Scott Wise’s review published on Letterboxd:
This could have been a brilliant commentary on the nature of fame and the aspirations of the (North) American teenager. It could have contained fascinating insight into the mind and motivations of the affluent-but-bored suburban brat. It could have been a movie about the very truth of what is perceived as 'valuable'.
The Bling Ring, unfortunately, is none of these things.
Save for a few expositional interview-style moments with the male lead (Israel Broussard as Marc), we get almost no understanding of the thoughts or driving factors in why the film's characters actually do what they do.
The cast is unexceptional, to say the least, but on this note I will lend the film some flexibility, as their seemingly unscripted delivery of lines and actions serves to paint the characters with a very real brush. The challenge in this approach to character portrayal - and perhaps especially with teen actors - is that there is a very real danger of having too few moments of clarity, too few opportunities for a very real connection between a character's emotions and the empathies of his audience. And such is the case here, where there's very little hook to grab us or pull us along.
Like all of her films, Sofia Coppola presents the narrative with a voyeuristic detachment. But where it actually accentuated the sense of loneliness and withdrawal in Lost in Translation, her directing style does a disservice here in further separating (especially non-teen) audiences from the protagonists. I am no more informed about the characters' rationales or impulsions than I am in simply guessing.
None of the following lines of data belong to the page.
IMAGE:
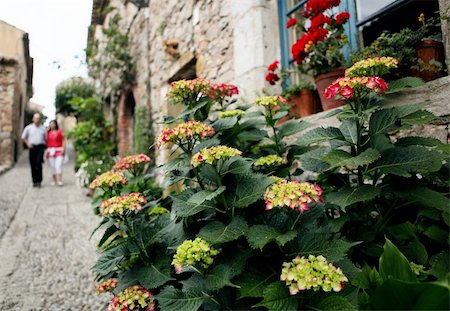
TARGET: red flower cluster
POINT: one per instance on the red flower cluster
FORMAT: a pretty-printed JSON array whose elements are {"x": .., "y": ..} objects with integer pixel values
[
  {"x": 347, "y": 86},
  {"x": 342, "y": 17},
  {"x": 291, "y": 22},
  {"x": 271, "y": 76},
  {"x": 316, "y": 7}
]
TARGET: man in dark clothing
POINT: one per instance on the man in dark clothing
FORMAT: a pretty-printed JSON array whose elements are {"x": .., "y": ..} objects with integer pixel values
[{"x": 34, "y": 136}]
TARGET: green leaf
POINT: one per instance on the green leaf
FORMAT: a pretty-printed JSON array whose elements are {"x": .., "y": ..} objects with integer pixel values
[
  {"x": 253, "y": 282},
  {"x": 394, "y": 265},
  {"x": 282, "y": 239},
  {"x": 291, "y": 127},
  {"x": 188, "y": 203},
  {"x": 403, "y": 161},
  {"x": 425, "y": 197},
  {"x": 418, "y": 118},
  {"x": 247, "y": 189},
  {"x": 439, "y": 265},
  {"x": 401, "y": 295},
  {"x": 382, "y": 121},
  {"x": 321, "y": 134},
  {"x": 417, "y": 141},
  {"x": 259, "y": 235},
  {"x": 335, "y": 303},
  {"x": 219, "y": 277},
  {"x": 276, "y": 297},
  {"x": 403, "y": 84},
  {"x": 347, "y": 196},
  {"x": 349, "y": 130},
  {"x": 172, "y": 299},
  {"x": 217, "y": 233}
]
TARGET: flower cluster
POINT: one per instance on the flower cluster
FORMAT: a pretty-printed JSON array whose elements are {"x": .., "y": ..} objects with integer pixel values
[
  {"x": 314, "y": 273},
  {"x": 187, "y": 91},
  {"x": 108, "y": 179},
  {"x": 191, "y": 253},
  {"x": 269, "y": 160},
  {"x": 292, "y": 194},
  {"x": 209, "y": 155},
  {"x": 323, "y": 27},
  {"x": 270, "y": 101},
  {"x": 272, "y": 77},
  {"x": 376, "y": 66},
  {"x": 231, "y": 113},
  {"x": 347, "y": 86},
  {"x": 130, "y": 162},
  {"x": 106, "y": 286},
  {"x": 122, "y": 204},
  {"x": 184, "y": 132},
  {"x": 132, "y": 298}
]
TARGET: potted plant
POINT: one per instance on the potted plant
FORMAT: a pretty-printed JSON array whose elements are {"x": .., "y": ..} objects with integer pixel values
[
  {"x": 302, "y": 99},
  {"x": 318, "y": 50},
  {"x": 429, "y": 52}
]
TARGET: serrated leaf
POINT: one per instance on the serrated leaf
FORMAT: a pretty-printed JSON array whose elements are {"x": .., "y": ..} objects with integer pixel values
[
  {"x": 286, "y": 237},
  {"x": 276, "y": 298},
  {"x": 217, "y": 233},
  {"x": 394, "y": 265},
  {"x": 171, "y": 299},
  {"x": 403, "y": 84},
  {"x": 320, "y": 134},
  {"x": 247, "y": 189},
  {"x": 335, "y": 303},
  {"x": 349, "y": 130},
  {"x": 382, "y": 121},
  {"x": 188, "y": 203},
  {"x": 219, "y": 277},
  {"x": 291, "y": 127},
  {"x": 347, "y": 196},
  {"x": 403, "y": 161},
  {"x": 253, "y": 282},
  {"x": 259, "y": 235},
  {"x": 417, "y": 141}
]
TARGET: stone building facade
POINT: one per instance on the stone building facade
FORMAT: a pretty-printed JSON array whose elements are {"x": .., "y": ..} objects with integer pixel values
[
  {"x": 225, "y": 41},
  {"x": 222, "y": 41},
  {"x": 16, "y": 73}
]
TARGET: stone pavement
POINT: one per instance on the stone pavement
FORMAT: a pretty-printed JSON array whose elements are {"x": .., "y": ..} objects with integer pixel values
[{"x": 45, "y": 251}]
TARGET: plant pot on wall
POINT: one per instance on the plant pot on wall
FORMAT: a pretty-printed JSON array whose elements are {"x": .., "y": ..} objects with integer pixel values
[
  {"x": 325, "y": 80},
  {"x": 305, "y": 103},
  {"x": 430, "y": 56}
]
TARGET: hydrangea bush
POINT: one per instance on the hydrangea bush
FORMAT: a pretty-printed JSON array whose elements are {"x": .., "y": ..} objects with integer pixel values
[{"x": 245, "y": 228}]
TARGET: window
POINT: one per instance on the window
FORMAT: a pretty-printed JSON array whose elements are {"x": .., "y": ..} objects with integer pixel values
[{"x": 291, "y": 8}]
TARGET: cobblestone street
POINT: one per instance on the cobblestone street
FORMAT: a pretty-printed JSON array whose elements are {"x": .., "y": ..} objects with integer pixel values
[{"x": 45, "y": 251}]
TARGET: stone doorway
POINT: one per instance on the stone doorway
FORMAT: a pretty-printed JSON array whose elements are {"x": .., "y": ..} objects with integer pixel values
[{"x": 125, "y": 124}]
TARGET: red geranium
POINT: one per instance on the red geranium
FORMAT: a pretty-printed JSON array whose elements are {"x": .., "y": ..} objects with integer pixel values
[
  {"x": 274, "y": 66},
  {"x": 315, "y": 7},
  {"x": 319, "y": 21},
  {"x": 291, "y": 22},
  {"x": 342, "y": 17},
  {"x": 272, "y": 78}
]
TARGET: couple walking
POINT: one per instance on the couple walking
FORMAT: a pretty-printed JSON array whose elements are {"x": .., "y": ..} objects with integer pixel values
[{"x": 37, "y": 138}]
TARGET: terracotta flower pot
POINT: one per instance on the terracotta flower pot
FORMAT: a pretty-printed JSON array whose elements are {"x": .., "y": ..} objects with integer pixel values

Where the film could have explored the underlying compulsions to be part of haute-couture, be recognized as one of the famous, or just be accepted by peers, this film barely scratches the surface. Because it does none of these things to any real degree, it instead serves as another MTV product simply following a set of characters with cameras and documenting their strange behaviour. And I don't think that was the point at all, which unfortunately means the film is an utter failure.